You also get to enjoy the sparkling guise of being assigned a greater sense of importance in the world; in enjoying this falsely grandiose status, you agree to give up large pieces of your true person. As is true with any inflation, a recession (in this case, depression) is guaranteed to follow. However, given the aforementioned restrictions, your depression is only to manifest as continued anger and bitterness toward life...a persistent, nagging (but sadly, true) sense of being misunderstood.
Upon reaching that moment when you realize that you have been seduced to accept an artificial and less than rewarding promise, we exempt ourselves of all liability. You will be responsible to clean the mess you find on your hands and the sadness that resides in your heart.”
My purpose in writing this, dear reader, is to offer kind, compassionate presence to the men who privately endure the pressures of the above disclaimer and feel suffocated by the constraints they never knew they agreed to. One of the most endearing experiences in my work is when a male patient shares with me that he simply does not know how to identify his emotions, feels uncertain about what showing empathy looks like, and experiences utter confusion around how to foster a deeper emotional connection with someone he cares for. I feel deeply grateful for my patients’ willingness to share this information with me—for their honesty and forthrightness. Their words are met by my great respect and admiration. Every day, I am humbled to do work that allows me the privilege of seeing courage come to life.
I respond to their “confession”—“It’s not your fault. You simply have a blindspot to something that was just not part of your experience.” Internally, I feel the truest compassion for these men. I believe their wish to learn, and most importantly, I trust the full range of their humanness. Moving forward, I feel eager for them to discover the freedom inherent to owning all parts of their inner world. Excitedly, I await the journey for us to get to know the truest version of their self—the whole self.

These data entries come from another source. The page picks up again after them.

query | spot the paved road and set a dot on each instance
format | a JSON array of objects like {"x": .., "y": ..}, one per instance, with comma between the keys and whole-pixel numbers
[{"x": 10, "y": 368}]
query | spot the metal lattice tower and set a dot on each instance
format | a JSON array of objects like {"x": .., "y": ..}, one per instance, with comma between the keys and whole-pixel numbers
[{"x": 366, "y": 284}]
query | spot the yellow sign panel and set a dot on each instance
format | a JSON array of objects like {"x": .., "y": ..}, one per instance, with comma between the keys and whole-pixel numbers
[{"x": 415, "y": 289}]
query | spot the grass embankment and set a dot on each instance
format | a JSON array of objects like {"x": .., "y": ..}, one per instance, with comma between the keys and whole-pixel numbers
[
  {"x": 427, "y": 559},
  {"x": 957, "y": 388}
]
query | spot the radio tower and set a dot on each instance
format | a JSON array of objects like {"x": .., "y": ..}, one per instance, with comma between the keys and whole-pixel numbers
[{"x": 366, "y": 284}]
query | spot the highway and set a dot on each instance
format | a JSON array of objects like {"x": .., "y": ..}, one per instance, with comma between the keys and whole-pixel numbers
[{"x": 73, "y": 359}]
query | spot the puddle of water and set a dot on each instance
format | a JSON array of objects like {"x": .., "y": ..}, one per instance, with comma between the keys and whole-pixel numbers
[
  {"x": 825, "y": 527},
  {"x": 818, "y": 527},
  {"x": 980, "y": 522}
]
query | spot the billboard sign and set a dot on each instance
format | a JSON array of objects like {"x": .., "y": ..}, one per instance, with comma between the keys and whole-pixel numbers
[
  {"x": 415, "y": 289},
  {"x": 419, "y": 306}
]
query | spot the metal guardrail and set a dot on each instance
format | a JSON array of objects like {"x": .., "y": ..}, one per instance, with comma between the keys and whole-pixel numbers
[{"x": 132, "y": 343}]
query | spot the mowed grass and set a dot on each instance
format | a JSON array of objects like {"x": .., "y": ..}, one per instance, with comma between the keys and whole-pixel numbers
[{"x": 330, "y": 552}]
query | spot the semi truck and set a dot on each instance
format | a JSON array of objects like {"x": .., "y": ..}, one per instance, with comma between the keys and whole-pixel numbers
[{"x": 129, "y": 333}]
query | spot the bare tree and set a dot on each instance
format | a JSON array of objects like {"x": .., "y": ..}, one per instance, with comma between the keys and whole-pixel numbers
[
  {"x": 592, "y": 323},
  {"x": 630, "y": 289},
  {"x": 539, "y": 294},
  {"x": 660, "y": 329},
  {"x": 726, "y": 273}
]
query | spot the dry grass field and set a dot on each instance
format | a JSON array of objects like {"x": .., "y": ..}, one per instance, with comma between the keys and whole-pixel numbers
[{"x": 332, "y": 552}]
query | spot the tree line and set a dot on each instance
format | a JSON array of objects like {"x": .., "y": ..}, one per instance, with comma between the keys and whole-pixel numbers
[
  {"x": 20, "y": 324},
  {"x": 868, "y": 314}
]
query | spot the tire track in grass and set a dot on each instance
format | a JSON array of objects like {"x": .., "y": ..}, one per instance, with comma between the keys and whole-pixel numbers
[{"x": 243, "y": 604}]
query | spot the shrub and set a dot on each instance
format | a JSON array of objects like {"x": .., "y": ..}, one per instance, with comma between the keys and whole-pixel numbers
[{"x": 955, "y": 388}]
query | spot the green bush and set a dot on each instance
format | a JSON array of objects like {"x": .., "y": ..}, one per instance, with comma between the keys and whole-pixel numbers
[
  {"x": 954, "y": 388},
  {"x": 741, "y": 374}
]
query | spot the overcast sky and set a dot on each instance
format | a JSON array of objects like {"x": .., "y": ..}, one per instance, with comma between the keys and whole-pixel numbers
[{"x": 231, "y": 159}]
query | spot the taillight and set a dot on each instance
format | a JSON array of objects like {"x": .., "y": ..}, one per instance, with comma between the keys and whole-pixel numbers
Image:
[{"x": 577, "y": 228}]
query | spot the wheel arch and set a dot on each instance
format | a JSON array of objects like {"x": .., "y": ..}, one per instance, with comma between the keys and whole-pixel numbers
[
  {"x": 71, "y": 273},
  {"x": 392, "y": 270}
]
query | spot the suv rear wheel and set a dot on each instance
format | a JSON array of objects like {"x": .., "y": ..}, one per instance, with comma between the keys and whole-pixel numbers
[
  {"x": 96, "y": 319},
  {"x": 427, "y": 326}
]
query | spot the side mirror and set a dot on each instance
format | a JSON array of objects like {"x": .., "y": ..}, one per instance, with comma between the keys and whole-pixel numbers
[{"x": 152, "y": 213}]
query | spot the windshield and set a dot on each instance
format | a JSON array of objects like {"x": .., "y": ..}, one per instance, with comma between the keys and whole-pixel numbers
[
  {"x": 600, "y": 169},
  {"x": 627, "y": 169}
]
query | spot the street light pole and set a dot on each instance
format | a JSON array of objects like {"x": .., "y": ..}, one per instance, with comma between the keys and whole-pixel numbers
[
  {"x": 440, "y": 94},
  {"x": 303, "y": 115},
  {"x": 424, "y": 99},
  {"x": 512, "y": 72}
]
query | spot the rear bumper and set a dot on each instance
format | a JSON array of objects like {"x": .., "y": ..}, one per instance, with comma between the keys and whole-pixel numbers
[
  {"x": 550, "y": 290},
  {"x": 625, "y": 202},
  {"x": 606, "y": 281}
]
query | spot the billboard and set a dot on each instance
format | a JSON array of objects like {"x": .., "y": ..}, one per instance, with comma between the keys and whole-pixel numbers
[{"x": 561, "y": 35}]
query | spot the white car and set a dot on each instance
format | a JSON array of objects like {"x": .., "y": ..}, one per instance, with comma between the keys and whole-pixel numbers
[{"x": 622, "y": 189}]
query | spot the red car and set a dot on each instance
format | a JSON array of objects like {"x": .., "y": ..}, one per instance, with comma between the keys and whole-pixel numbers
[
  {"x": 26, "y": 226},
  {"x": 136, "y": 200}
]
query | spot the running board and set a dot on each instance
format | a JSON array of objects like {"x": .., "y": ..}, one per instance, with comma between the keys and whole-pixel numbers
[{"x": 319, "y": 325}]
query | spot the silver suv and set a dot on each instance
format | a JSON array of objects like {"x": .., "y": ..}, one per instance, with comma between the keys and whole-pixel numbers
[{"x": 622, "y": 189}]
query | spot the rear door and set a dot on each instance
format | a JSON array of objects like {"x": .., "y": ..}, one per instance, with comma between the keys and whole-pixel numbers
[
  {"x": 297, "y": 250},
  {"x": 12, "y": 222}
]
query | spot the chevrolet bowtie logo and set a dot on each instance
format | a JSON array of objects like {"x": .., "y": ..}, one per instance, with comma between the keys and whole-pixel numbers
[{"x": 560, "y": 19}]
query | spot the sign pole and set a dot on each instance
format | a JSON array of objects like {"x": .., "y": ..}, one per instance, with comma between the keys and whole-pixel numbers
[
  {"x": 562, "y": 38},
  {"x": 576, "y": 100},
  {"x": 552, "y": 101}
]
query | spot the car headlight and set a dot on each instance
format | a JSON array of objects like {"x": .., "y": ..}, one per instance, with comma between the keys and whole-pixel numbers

Often times our efforts at tackling the patriarchy involve changing the status quo. I wonder, though, if an equally important movement toward change can occur by simply acknowledging the precious realities that have existed before us for all time. When we speak to our sons, I wonder if we can celebrate the kindness in their hearts, the tenderness in their touch, the wisdom of their thoughtful choices. I wonder if we can rise to the occasion of nurturing men who enjoy the freedom to know all facets of themselves, men who wisely trust the inner anchor necessary to gracefully swim through the complex nuances of life.
The pathway is simple: allow for all aspects of humanity—struggles, feelings, needs, mercy, compassion and growth. Acceptance of our humanity affords us the greatest freedom—to live as our truest selves. And I am so happy to share with you, dear reader, that the truth of our humanity requires no disclaimer.